In an , Patricia M. Johnson, PhD, and Hersh Chandarana, MD, MBA, both of the NYU Grossman School of Medicine/NYU Langone Health in New York City, pointed out that while studies have consistently shown that MRI outperforms prostate-specific antigen (PSA) testing in screening for clinically significant prostate cancer, reducing the cost and increasing the accessibility of MRI "is critical for the viability of MRI screening programs."
This study "represents a step toward MRI screening for clinically significant prostate cancer by potentially decreasing the interpretation burden," they wrote.
Johnson and Chandarana noted that while the study used multiparametric MRI, "the field is shifting toward use of biparametric prostate MRI," which promises abbreviated examination times and minimizes patient discomfort.
With the "impressive results" demonstrated by deep learning with multiparametric MRI in the current study, extending this approach to biparametric MRI "could substantially amplify its utility and impact," they suggested, adding that training a similar model for biparametric MRI datasets "is a highly valuable direction for ongoing and future research."
Of note, Takahashi said in that he does not think the model can be used as a standalone tool, but should be used as "an adjunct in our decision-making process."
He added that he and his colleagues would like to conduct a prospective study examining how radiologists interact with the model's predictions. "We'd like to present the model's output to radiologists and assess how they use it for interpretation and compare the combined performance of radiologist and model to the radiologist alone in predicting clinically significant prostate cancer," he explained.
For this study, Takahashi and colleagues used data from patients without known prostate cancer at a single academic institution who underwent MRI from January 2017 to December 2019.
A total of 6,141 examinations from 5,555 individual patients met the inclusion criteria, with the final sample containing 5,735 examinations from 5,215 individual patients (mean age 66 years). Of these 1,514 examinations (1,454 patients) showed clinically significant prostate cancer.

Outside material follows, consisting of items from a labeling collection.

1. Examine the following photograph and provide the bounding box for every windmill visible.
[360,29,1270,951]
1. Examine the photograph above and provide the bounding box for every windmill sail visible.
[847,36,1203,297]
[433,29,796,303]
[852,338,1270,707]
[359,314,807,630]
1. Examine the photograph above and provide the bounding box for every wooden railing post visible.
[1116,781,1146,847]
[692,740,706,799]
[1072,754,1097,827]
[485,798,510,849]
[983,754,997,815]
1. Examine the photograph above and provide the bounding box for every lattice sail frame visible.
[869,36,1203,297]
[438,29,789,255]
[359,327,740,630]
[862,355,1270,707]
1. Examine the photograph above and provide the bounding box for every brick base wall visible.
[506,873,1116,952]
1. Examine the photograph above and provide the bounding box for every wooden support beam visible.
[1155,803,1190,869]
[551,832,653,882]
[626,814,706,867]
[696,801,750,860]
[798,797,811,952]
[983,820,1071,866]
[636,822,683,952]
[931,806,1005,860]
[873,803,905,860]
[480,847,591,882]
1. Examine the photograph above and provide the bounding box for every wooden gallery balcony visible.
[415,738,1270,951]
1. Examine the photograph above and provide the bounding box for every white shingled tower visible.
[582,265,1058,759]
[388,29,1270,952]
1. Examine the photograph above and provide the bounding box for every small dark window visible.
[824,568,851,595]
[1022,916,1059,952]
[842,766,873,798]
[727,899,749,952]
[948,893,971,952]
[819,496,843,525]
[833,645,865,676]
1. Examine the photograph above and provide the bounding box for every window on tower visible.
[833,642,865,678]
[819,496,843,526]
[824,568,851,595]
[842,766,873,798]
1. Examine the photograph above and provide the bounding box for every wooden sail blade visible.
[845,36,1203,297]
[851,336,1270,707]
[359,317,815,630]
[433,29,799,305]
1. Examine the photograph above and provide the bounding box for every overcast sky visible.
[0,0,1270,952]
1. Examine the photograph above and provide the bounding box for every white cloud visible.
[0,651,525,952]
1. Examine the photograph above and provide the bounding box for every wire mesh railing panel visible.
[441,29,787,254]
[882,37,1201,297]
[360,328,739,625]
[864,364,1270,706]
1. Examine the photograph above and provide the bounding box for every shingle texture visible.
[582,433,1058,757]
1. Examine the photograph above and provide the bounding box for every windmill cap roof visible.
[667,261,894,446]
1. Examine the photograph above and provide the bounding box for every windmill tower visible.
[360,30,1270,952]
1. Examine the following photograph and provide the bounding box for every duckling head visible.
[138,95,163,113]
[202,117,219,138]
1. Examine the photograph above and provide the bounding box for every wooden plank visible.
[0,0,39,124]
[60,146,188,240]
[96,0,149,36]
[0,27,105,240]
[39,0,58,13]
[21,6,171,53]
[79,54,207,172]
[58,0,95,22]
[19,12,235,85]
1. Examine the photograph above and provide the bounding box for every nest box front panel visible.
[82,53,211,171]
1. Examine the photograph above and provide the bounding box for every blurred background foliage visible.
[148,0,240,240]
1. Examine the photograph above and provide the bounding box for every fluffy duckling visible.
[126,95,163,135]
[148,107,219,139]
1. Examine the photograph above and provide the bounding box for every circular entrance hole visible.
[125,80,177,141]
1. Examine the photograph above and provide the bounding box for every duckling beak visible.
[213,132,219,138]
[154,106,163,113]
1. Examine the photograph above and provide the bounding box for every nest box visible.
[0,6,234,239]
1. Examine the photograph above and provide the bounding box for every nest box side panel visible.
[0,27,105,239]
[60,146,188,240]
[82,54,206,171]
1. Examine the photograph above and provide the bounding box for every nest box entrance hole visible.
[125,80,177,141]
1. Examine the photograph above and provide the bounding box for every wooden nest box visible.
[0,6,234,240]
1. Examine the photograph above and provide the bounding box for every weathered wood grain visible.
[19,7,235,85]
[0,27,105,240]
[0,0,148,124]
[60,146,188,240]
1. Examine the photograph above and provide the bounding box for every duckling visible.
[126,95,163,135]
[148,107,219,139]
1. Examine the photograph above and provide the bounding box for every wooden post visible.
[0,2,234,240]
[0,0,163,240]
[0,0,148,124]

Because the output from the deep learning model does not include tumor location, the researchers used a gradient-weighted class activation map (Grad-CAM) to show tumor localization. For true-positive examinations, Grad-CAM consistently highlighted clinically significant lesions, the authors said.

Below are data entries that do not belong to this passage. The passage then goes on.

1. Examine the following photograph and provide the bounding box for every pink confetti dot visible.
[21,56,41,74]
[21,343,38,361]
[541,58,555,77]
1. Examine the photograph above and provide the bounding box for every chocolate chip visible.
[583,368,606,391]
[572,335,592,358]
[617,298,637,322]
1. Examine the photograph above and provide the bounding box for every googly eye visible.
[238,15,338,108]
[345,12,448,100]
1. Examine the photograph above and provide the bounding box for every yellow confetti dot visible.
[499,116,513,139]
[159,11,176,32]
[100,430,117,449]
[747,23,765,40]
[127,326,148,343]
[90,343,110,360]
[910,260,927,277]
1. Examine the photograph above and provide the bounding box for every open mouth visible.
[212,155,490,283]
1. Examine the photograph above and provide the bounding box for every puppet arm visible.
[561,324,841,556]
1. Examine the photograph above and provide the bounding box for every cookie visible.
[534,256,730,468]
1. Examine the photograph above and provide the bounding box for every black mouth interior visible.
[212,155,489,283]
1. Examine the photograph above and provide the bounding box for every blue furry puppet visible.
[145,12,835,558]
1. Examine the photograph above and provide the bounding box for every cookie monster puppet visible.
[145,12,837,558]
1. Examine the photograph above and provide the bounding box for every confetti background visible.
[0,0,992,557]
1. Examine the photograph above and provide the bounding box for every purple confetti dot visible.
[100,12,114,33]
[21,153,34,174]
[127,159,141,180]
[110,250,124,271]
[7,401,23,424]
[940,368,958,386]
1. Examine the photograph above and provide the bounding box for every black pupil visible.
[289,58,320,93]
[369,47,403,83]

They also determined that integrating clinical features such as serum PSA levels and gland volumes with the deep learning image-only model and with radiologists' interpretations further improved the AUC on the internal test set.

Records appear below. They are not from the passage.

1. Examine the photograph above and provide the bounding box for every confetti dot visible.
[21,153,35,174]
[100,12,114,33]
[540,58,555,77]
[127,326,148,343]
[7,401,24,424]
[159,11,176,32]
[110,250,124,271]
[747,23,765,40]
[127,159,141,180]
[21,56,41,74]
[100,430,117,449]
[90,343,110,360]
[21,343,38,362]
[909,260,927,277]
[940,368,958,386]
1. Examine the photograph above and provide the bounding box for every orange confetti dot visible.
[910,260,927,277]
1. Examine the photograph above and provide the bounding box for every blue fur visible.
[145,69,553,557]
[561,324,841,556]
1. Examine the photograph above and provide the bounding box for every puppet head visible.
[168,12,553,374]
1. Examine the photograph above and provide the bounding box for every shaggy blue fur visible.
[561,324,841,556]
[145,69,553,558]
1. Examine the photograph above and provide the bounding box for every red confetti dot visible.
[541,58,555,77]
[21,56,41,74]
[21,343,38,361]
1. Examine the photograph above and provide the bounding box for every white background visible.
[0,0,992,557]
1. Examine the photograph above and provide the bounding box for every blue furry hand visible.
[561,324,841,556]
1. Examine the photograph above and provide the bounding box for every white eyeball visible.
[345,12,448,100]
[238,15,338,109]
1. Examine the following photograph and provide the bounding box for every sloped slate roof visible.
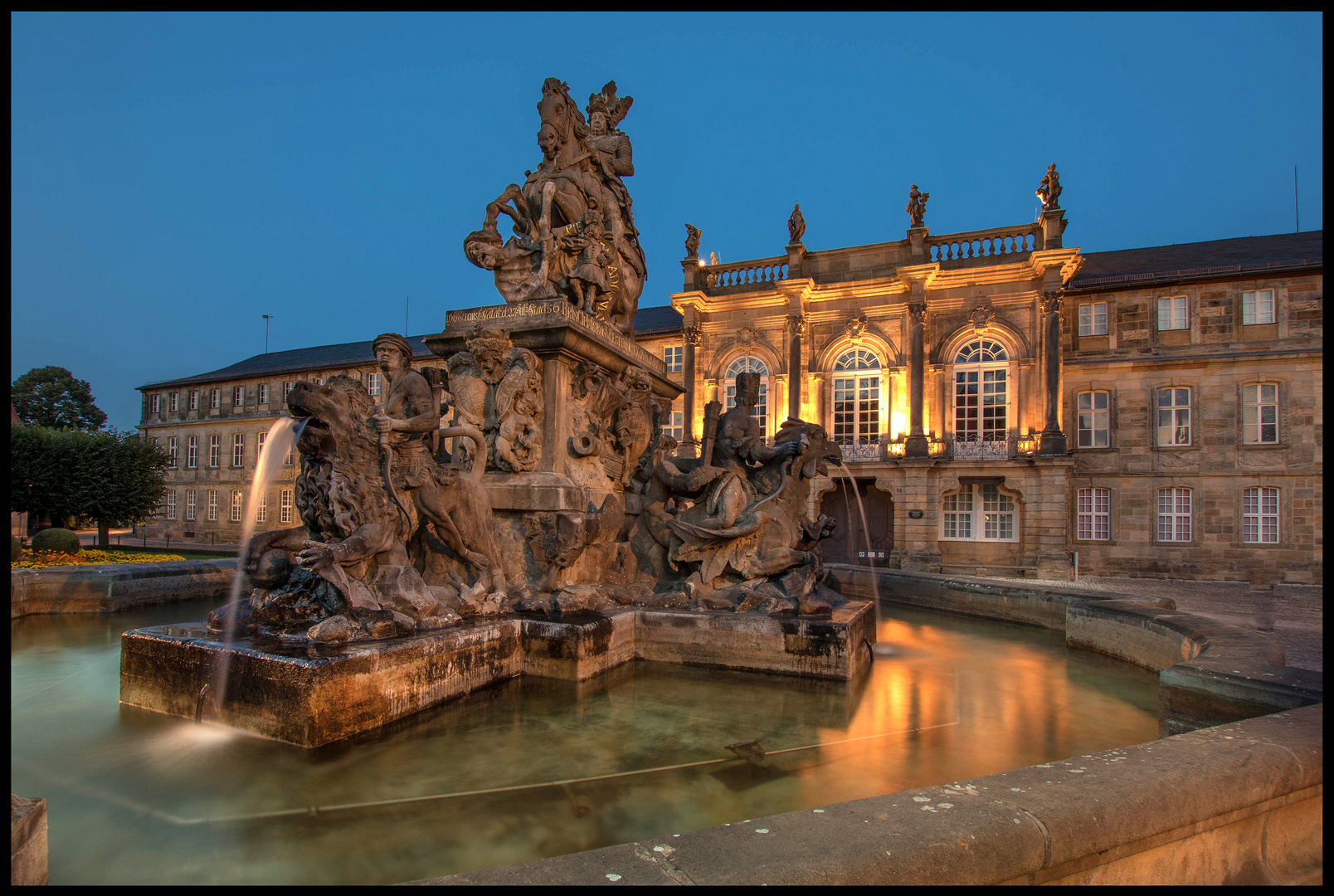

Takahashi and colleagues acknowledged the study has limitations, including the fact that only radiologists who specialized in prostate MRI participated in the study.
"It is anticipated that the model will perform better than and further improve the diagnostic accuracy of trainees and general radiologists," they wrote.
Disclosures
This study was supported by a grant from the Mayo Foundation for Education and Research.
Takahashi had no disclosures.
Co-authors reported relationships with Boston Scientific, Applaud Medical, BD Peripheral, Virtuoso, GSD Healthcare, the National Institutes of Health, the Department of Defense, the Society for Imaging Informatics in Medicine, the Temerty Centre for AI Research and Education in Medicine, VoiceIt, Yunu, and FlowSIGMA.
Johnson had no disclosures. Chandarana reported an institutional/departmental master research agreement with Siemens Healthineers, payment for speaker bureaus from Siemens Healthineers, support for attending meetings or travel from the PRECEDE Consortium, and patents in the GRASP imaging method and machine learning-based assessment of image quality.
Primary Source
Radiology
Cai JC, et al "Fully automated deep learning model to detect clinically significant prostate cancer at MRI" Radiology 2024; DOI: 10.1148/radiol.232635.
Secondary Source
Radiology
Johnson PM, Chandarana H "AI-powered diagnostics: Transforming prostate cancer diagnosis with MRI" Radiology 2024; DOI: 10.1148/radiol.241009.